Debate time! Harper 2006 vs. Harper 2015 on "respect" for public service

Maybe Stephen Harper needs to have a chat with his former self.

In early 2006, while but a humble Opposition leader, he attacked the government of the day for failing to "respect" public servants and vowed to treat the public service as a "partner" instead of an "enemy."

Harper's own record since taking office has proved quite the opposite -- to the point where it's all-to-easy for the media to voice suspicion that the Tories are behind current "unnamed sources" out to discredit senior public servant Michael Ferguson.

The timing is certainly suspicious -- right before the scheduled release of the Auditor General's report into the Senate spending mess.

It certainly wouldn't be the first time the Conservatives have gone after a top level public servant or the public service. 

On the eve of the 2006 election, Stephen Harper said he’d do things differently:

"I have a great respect for the professionalism and dedication of our public servants. I admire their commitment to our country and believe they play a crucial role in its governance. If elected, my party and I would not only secure their role, we would strengthen it for the benefit of all Canadians. For more than a decade, public servants have been mistreated and neglected by successive governments."

We know what happened next, with Harper doing more or less the exact opposite of what he said he’d do: 

1. Program spending and job cuts

Opposition Harper 2006: 

"First and foremost, and contrary to fearmongering, we have no plans to cut departmental program spending."

Government Harper:

In just the last six years, federal departments have seen $45.8 billion in cuts from planned spending. Meanwhile, 26,000 public servants have lost their jobs and another 8,900 are at risk of losing them.

The cuts have led to serious reductions in vital services for Veterans Affairs, Statistics Canada, and food safety inspections.

Needless to say, public servants have not “welcomed” the changes Opposition Harper promised. Last year, they again boycotted National Public Service Week.  

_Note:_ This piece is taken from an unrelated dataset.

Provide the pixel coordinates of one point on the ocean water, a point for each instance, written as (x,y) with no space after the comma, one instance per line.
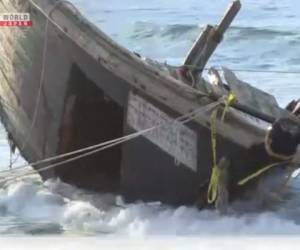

So much for restoring pride and respect!

2. Scapegoating top level public servants

Opposition Harper 2006:

"We would provide meaningful protection for whistleblowers -- guaranteeing them access to the courts and adequate legal counsel when needed. I would not take public servants for granted, nor would I ask them to take the blame for our mistakes. Instead, I would give them the direction and resources they need to do their jobs for the people of Canada." 

Government Harper:

If we played Harper’s whole discography of scapegoating and bullying public servants, you’d be here all day. But his greatest hits include Supreme Court Justice Beverley McLachlin (repeatedly), Parliamentary Budget Officer Kevin Page  and former Auditor General Sheila Fraser -- he seems to have a real hate-on for that particular position.

When not scapegoating, the Harper government has a habit of simply firing or failing to reappoint public servants who get in his way.

3. Ignoring collective bargaining agreements

Opposition Harper 2006: 

"If I am elected prime minister, I would extend an open hand to all public servants... I would not take public servants for granted, nor would I ask them to take the blame for our mistakes."

Government Harper:

The Conservatives currently find themselves in hot water for sidestepping collective bargaining in negotiations with the public service -- all over a preemptive move in the federal budget to slash sick pay and save $900 million.

Looks like someone's taking the "blame" for the Conservatives' inability to balance the budget on their own.

4. Muzzling government scientists

Opposition Harper 2006:

"If elected, a Conservative government would .. restore the pride and respect the purpose of Canada's public service. Our platform... outlines a series of steps we would take to safeguard the independence and integrity of the public service."

Government Harper:

Independence and integrity, eh? Government scientists say both have been hampered under Harper's leadership -- with a majority fearing the career consequences of sharing their work with the public, and 1/4 saying they've been asked by their department to exclude or alter information for non-scientific reasons.

When allowed to speak to the media, scientists' say their message is carefully controlled by what some have called a partisan "spin machine." 

One of Canada’s top scientists recently even compared the Harper government’s pattern of snooping and muzzling to what happened in the Soviet Union under the KGB.

Things are so bad, the Professional Institute of the Public Service of Canada recently said it will fight to have "scientific integrity" enshrined through collective bargaining.

At the end of his editorial, Harper concluded:

"Canadians across the country believe that it is time for a change. They are tired of scandals, tired of RCMP investigations, and tired of waste and mismanagement.

He could have been talking about 2015.